The patients who showed two or more points increase in pGS from bGS also demonstrated aggressive tumor burden and poor prognosis in biochemical failure. In these patients, the number of biopsy core was significantly smaller than other groups. A recent study of 301 patients with low-risk prostate cancer (clinical Stage T1c-T2a, PSA ≤ 10 ng/mL, and bGS ≤ 6) who underwent an extended (≥ 10-core) prostate needle biopsy, in men assessed with 10-12 cores, the rate of GS upgrading was 47.9%, which was significantly higher than 23.5% in 18 cores (17). In another study, the authors proposed that prostate size and number of sampling was associated with Gleason upgrading (18). The mean prostate volume of the patients in group C was smaller than that of control group. On the other hand, tumor volume in whole-mount prostate was bigger. Thus insufficient number of prostate sampling, especially in small prostate containing aggressive cancer might cause Gleason upgrading. However, multivariate analysis showed clinical significance not in the difference of bGS and pGS but in well-known prognostic factors of prostate cancer such as sPSA, bGS or pGS itself, pT stage and surgical margin. In the clinical settings, even if both of the clinicians and the patients would be confused with the somewhat large discrepancy in bGS and pGS, it can be ignored compared with other well-known prognostic clinicopathological factors. However, the clinicians had better kept in mind that many of these patients who showed large discrepancy in bGS and pGS might have other unfavorable clinicopathological factors of prostate cancer.

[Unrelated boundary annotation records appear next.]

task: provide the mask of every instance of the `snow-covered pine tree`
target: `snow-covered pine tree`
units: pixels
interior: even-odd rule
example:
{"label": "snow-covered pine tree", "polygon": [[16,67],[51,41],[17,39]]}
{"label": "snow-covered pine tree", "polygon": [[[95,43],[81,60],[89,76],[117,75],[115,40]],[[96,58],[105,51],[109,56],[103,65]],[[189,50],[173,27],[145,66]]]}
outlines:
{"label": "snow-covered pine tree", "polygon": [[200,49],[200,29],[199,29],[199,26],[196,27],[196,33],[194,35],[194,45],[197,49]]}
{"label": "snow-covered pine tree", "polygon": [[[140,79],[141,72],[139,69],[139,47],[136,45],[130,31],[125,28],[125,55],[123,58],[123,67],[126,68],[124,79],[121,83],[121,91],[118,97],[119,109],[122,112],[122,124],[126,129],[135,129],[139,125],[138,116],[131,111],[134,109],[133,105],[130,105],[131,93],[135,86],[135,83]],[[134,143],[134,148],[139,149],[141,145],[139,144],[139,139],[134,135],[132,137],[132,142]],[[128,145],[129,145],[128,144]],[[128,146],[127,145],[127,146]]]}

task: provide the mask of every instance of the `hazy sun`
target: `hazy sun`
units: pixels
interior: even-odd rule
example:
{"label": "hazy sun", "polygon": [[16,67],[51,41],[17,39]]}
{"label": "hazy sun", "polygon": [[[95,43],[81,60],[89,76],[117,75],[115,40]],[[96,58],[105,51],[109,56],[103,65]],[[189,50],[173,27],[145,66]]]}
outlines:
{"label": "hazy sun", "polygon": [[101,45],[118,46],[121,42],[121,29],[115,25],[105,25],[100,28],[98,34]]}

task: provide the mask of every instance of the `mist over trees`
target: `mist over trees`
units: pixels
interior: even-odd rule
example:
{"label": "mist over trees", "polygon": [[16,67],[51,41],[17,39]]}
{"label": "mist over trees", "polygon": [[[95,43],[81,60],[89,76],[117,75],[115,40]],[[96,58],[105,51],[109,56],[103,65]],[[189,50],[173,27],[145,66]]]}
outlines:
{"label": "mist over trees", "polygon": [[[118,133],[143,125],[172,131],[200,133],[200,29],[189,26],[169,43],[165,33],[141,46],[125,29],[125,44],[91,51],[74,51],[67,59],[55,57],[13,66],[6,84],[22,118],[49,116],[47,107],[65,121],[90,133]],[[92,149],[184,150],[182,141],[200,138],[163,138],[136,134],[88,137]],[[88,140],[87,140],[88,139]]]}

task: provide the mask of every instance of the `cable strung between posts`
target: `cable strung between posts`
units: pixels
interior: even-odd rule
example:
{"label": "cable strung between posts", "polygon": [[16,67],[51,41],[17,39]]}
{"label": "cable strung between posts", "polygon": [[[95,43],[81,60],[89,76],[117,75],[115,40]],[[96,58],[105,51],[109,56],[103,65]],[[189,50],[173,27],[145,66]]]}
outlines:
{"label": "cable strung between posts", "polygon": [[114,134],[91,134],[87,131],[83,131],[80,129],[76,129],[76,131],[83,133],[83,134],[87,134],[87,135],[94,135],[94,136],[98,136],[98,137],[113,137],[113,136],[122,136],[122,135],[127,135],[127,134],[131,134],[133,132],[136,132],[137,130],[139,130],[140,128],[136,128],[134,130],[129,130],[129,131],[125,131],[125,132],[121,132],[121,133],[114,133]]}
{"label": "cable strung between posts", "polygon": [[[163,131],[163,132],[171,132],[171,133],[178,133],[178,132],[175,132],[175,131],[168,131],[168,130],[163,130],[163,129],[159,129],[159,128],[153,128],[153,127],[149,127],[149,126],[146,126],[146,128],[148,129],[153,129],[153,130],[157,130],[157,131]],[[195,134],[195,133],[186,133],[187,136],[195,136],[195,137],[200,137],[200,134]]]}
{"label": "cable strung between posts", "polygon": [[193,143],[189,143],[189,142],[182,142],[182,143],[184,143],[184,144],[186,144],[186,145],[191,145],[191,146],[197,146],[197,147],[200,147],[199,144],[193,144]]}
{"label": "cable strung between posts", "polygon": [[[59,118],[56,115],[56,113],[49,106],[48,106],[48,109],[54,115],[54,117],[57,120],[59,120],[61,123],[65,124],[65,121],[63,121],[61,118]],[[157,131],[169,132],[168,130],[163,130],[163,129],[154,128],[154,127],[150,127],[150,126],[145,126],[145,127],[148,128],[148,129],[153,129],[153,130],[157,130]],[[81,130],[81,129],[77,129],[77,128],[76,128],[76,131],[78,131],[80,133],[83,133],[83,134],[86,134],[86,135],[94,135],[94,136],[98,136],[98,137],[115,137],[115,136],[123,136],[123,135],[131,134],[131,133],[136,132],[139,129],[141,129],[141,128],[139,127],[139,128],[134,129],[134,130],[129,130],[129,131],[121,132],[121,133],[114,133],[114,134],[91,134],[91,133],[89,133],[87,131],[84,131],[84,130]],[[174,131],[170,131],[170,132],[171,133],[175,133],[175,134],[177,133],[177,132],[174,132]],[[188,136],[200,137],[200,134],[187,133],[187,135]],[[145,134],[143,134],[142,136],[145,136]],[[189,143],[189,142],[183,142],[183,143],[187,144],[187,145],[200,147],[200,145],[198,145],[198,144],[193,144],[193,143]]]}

Bias related with interobserver variation in the pathologic result of Gleason score or Gleason sum would be one of major limitation of this kind of study. A considerable interobserver variation in the Gleason scores of prostate cancer referred to several studies has been reported (19, 20). In addition, we did not review the tertiary component of prostate cancer specimen in group A, and survival analysis was not included due to the short follow-up period. Practically, the large Gleason score gap of 2 or more points in bGS and pGS rarely occurs. In the current study, the total number of reviewed patients was 1,582, however, the number of focused patients was very small, which can be addressed as another limit point.

In summary, large difference between bGS and pGS shows poor prognosis even in the decreased group. However it is not an independent prognostic factor for biochemical failure.